Une enquête accablante met en lumière le traitement inhumain des patients en détention.
Des dysfonctionnements alarmants révélés à l'infirmerie psychiatrique de la préfecture de police de Paris
La préfecture de police de Paris. (Illustration) - AFP
Après une visite début mars au sein de cette structure unique en France, le Contrôleur général des lieux de privation de liberté publie ce vendredi 24 avril un rapport accablant. Le document dénonce un manque de contrôle sévère ainsi que des pratiques humiliantes infligées aux patients.

Dans un rapport récemment publié, le Contrôleur général des lieux de privation de liberté (CGLPL) a mis en lumière des "dysfonctionnements majeurs" au sein de l'infirmerie psychiatrique de la préfecture de police de Paris (IPPP). Ce rapport fait suite à une visite effectuée début mars et qui a révélé de graves atteintes à la dignité des patients, maintenus dans un lieu d'enfermement sans le contrôle adéquat de l'autorité compétente.

Une absence de contrôle alarmante

Établissement unique en France, l'infirmerie est rattachée à la préfecture de police et dépend donc du ministère de l'Intérieur. Ce statut particulier soulève des inquiétudes, car il l'exempte des obligations de contrôle imposées aux structures de santé recevant des patients en soins psychiatriques sans consentement, rappelle le CGLPL.

"Aucune autorité sanitaire ni judiciaire n'exerce de contrôle régulier sur son fonctionnement," souligne le Contrôleur, qui avait déjà fait état de cette situation dès sa première visite en 2009.

De surcroît, le CGLPL dénonce l'arbitraire des placements de patients en soins sans consentement. Les certificats médicaux et les recours juridiques ne sont pas informés aux patients, entravant ainsi sérieusement leur accès à la justice. "L'absence d'accès à un avocat commis d'office est également préoccupante," a-t-il ajouté dans ses recommandations.

Des pratiques inhumaines révélées

Avec quatorze places pour un accueil optimal de douze personnes, les conditions de vie au sein de l'infirmerie sont jugées indignes. Les patients sont confrontés à des traitements standardisés, souvent sans tenir compte de leur âge, sexe ou état de santé. Les pratiques de privation de sous-vêtements, de téléphones et même d'accès aux douches sont généralisées.

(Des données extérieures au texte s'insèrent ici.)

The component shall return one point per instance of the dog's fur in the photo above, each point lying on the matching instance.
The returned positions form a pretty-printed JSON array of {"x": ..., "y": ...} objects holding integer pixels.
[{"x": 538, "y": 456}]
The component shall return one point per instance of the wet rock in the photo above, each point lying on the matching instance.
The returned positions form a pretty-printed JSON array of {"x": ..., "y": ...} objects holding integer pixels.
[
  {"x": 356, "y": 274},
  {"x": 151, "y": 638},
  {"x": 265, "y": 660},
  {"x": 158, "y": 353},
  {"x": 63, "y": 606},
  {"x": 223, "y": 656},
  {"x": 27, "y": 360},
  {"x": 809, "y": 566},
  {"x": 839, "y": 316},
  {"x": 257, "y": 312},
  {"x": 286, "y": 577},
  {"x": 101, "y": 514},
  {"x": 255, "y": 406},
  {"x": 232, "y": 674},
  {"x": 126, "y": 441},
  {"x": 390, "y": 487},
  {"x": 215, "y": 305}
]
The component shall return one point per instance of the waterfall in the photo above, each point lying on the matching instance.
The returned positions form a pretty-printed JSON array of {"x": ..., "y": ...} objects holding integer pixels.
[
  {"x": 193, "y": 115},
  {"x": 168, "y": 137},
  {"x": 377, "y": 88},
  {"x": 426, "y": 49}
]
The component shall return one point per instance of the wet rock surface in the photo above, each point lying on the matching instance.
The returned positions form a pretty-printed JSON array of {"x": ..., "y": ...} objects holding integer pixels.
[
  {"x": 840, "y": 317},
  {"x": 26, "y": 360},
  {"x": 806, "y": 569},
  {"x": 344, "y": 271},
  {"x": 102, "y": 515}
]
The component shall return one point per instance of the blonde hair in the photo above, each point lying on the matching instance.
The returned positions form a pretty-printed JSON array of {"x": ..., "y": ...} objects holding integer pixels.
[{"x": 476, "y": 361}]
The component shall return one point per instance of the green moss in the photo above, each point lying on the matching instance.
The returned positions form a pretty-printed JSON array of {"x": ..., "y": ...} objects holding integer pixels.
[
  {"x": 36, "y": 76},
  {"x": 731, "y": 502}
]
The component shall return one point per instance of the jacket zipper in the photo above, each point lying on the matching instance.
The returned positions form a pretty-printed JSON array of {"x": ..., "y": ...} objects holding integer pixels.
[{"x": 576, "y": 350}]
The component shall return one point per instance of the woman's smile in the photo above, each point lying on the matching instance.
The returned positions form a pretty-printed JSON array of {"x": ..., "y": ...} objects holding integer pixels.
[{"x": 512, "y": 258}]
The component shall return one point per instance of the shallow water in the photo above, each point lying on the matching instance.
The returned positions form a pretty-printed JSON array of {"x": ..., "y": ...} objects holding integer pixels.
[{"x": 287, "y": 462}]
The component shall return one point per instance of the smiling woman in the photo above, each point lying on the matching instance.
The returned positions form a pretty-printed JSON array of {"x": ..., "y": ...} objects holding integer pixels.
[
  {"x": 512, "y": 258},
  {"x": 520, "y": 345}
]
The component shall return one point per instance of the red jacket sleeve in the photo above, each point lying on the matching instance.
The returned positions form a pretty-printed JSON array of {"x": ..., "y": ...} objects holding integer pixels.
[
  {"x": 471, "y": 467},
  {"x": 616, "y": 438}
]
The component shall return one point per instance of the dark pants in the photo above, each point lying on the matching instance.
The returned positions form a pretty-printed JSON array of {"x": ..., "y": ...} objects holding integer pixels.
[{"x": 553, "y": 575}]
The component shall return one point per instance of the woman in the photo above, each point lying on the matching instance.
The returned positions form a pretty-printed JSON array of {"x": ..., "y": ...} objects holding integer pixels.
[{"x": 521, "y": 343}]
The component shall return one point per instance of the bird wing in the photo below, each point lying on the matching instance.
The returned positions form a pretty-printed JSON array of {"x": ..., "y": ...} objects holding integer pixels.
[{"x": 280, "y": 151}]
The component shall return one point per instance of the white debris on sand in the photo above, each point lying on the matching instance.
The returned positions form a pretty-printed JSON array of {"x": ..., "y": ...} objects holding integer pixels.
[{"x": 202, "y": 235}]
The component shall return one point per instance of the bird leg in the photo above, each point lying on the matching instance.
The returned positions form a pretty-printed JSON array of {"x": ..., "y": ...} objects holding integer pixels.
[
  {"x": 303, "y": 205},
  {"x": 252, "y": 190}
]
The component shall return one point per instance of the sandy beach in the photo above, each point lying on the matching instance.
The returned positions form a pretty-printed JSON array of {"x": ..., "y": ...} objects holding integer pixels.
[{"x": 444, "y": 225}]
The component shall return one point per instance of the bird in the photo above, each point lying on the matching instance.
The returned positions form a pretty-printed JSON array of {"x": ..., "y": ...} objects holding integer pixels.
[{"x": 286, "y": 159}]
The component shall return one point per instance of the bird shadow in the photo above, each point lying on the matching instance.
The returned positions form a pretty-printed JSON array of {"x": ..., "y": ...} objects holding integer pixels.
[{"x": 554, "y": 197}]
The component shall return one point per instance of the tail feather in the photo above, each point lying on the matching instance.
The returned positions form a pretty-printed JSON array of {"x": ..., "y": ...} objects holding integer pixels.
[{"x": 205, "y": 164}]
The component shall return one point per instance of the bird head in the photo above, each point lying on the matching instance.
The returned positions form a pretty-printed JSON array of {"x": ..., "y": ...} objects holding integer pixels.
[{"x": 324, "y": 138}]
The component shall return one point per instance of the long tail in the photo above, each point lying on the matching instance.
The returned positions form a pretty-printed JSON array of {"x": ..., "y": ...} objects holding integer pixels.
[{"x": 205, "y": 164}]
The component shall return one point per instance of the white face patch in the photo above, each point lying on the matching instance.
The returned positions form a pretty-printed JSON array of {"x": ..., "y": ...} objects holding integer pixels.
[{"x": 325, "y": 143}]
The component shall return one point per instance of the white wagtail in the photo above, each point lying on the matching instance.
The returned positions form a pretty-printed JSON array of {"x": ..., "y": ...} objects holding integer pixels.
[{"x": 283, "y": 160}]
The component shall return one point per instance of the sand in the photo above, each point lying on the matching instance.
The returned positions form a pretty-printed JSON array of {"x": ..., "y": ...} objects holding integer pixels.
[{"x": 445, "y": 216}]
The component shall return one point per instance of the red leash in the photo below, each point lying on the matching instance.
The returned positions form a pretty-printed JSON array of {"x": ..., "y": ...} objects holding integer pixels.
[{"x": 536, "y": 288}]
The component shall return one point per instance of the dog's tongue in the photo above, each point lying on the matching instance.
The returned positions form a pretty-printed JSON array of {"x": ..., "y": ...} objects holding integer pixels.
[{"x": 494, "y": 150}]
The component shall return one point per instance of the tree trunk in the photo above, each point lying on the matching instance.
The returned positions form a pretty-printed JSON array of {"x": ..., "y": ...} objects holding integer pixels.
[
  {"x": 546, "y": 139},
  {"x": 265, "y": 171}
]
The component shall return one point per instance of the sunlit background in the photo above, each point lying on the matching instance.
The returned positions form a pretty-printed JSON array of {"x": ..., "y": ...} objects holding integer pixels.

Le rapport rappelle que la présence des surveillants pendant les soins constitue une atteinte à la confidentialité médicale et à la relation de confiance essentielle à toute démarche thérapeutique. Ces conditions de vie portent une grave atteinte à la dignité humaine.

Enfin, les méthodes d'isolement et de contention sont qualifiées d'illégales et de dégradantes, certaines s'apparentant à des techniques réservées aux animaux. Le CGLPL avertit que de telles pratiques sont indignes du respect minimal dû à chaque individu.

L’infirmerie psychiatrique de la préfecture de police, fondée en 1872, accueille des individus amenés par la police pour une évaluation psychiatrique dans des contextes souvent délicats. En 2025, pas moins de 1.456 admissions y ont été enregistrées.